God of Gods
Psalm 95:3
For the LORD is a great God, and a great King above all gods.


I. THE DIVINE SOVEREIGNTY IN THE PHYSICAL REALM. Nature is full of the manifestations of a great intelligence, full of remarkable adjustments and adaptations, full of ordered sequences and wise contrivances. In other words, Nature, through all her domain, from those gleaming stars which shoot their rays through vast and interminable spaces down to those invisible and primordial atoms of which all substances are composed, and which maintain their ceaseless movements to and fro, is subject to a high and beneficent power. Everywhere there is manifest the sovereignty of law, and the sovereignty of law is the sovereignty of God. In most great cities they have a mansion house, or some similar building, which is a symbol and centre of that civic authority which rules over the whole of the area comprised in the civic boundary; and so this physical universe is the mansion house of creation's God — not a house empty and tenantless, so far as the Creator's presence is concerned, but occupied and inhabited throughout with that same creative spirit which in the beginning created all things, and which ever since has sustained and controlled all things.

II. THE DIVINE SOVEREIGNTY IN THE MORAL AND SPIRITUAL REALM. The kingdom of grace is the extension of the kingdom of nature, and the laws and principles which operate in the one operate in the other.

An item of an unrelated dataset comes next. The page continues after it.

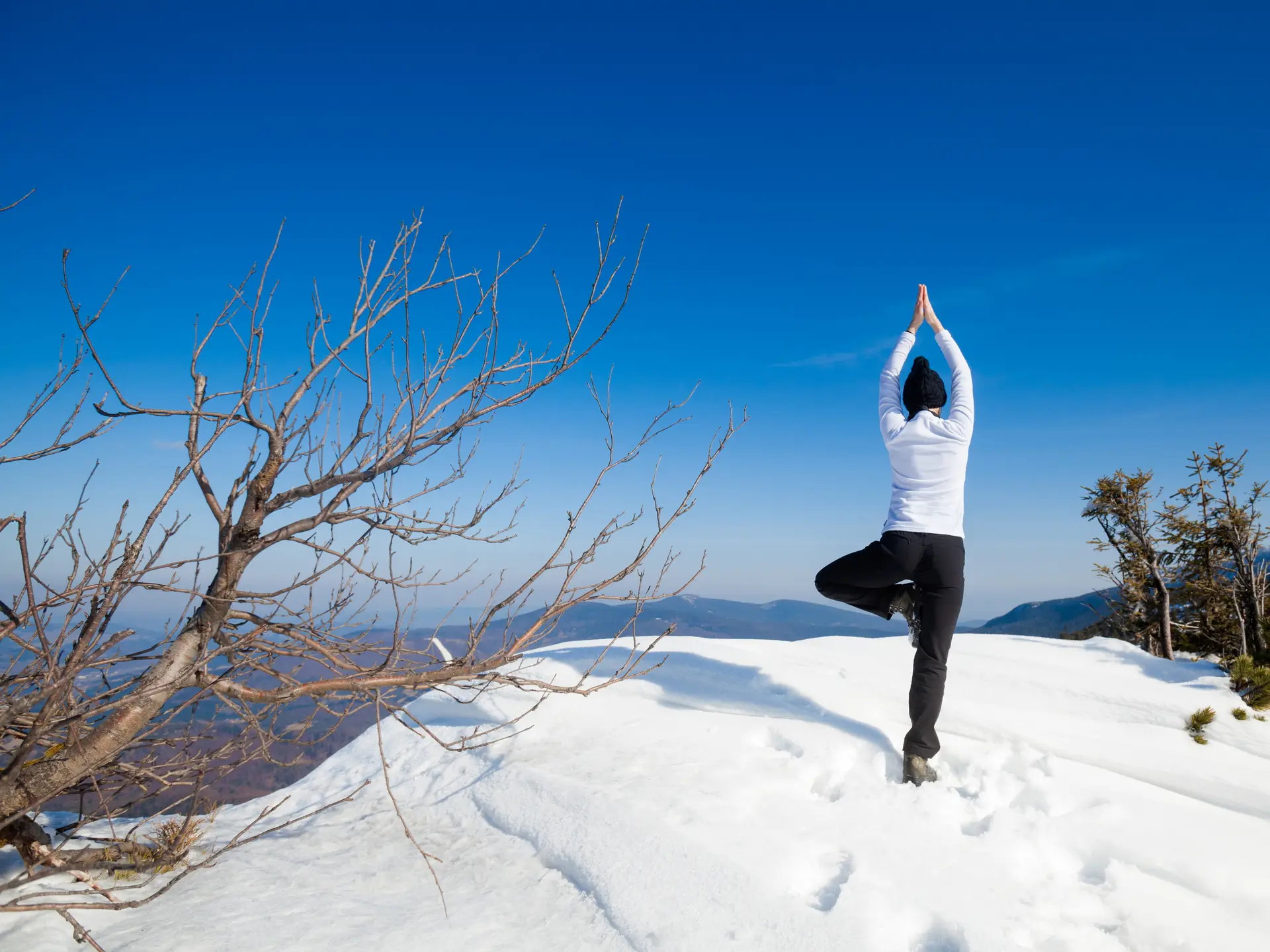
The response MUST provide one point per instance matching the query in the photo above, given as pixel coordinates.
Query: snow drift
(746, 796)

1. There is the prominence given to beauty. One might almost say that the object of the Creator was the creation of beauty, and that the great Designer had set His heart upon producing a picture of surpassing loveliness. And the object of God in redemption is clearly the creation or the re-creation of beauty, not outward beauty merely, but inward — beauty of character, beauty of soul.

2. There is the insistence of the Divine constancy and faithfulness. Banks fail, governments are overturned, empires break up and pass away, but the sun never refuses to shine, and the earth never declines to bring forth the vintage of her fruits and the harvest of her flowers. And this characteristic of faithfulness belongs as truly to the sphere of grace as of nature. The promises of God are all "yea and amen."

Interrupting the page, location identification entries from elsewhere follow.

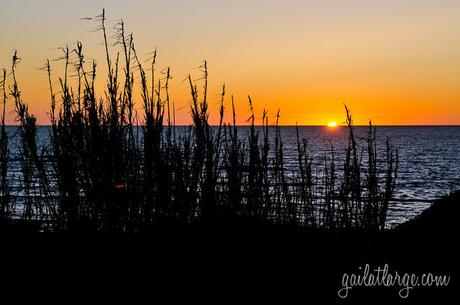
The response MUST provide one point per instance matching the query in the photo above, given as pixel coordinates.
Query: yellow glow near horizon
(395, 62)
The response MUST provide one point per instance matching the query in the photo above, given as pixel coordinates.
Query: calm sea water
(429, 158)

3. There is the recognition of the value of the individual. Nature cares for the whole, and she cares not less for the individual parts of which the whole is composed. There is not a cowslip in the meadow, nor yet a blade of grass which catches its little drop of crystal and holds it suspended in the early sunlight but witnesses to the care and providence of God, and to the individualizing character of that providence. And the same is true of the grace which bringeth salvation. The disciples were all chosen and called separately and individually. There is not one of us, down to the least and the youngest, whose name is not written in Creation's book, and for whom there is not a place reserved in Redemption's record!

(T. Sanderson.)



Parallel Verses
KJV: For the LORD is a great God, and a great King above all gods.

WEB: For Yahweh is a great God, a great King above all gods.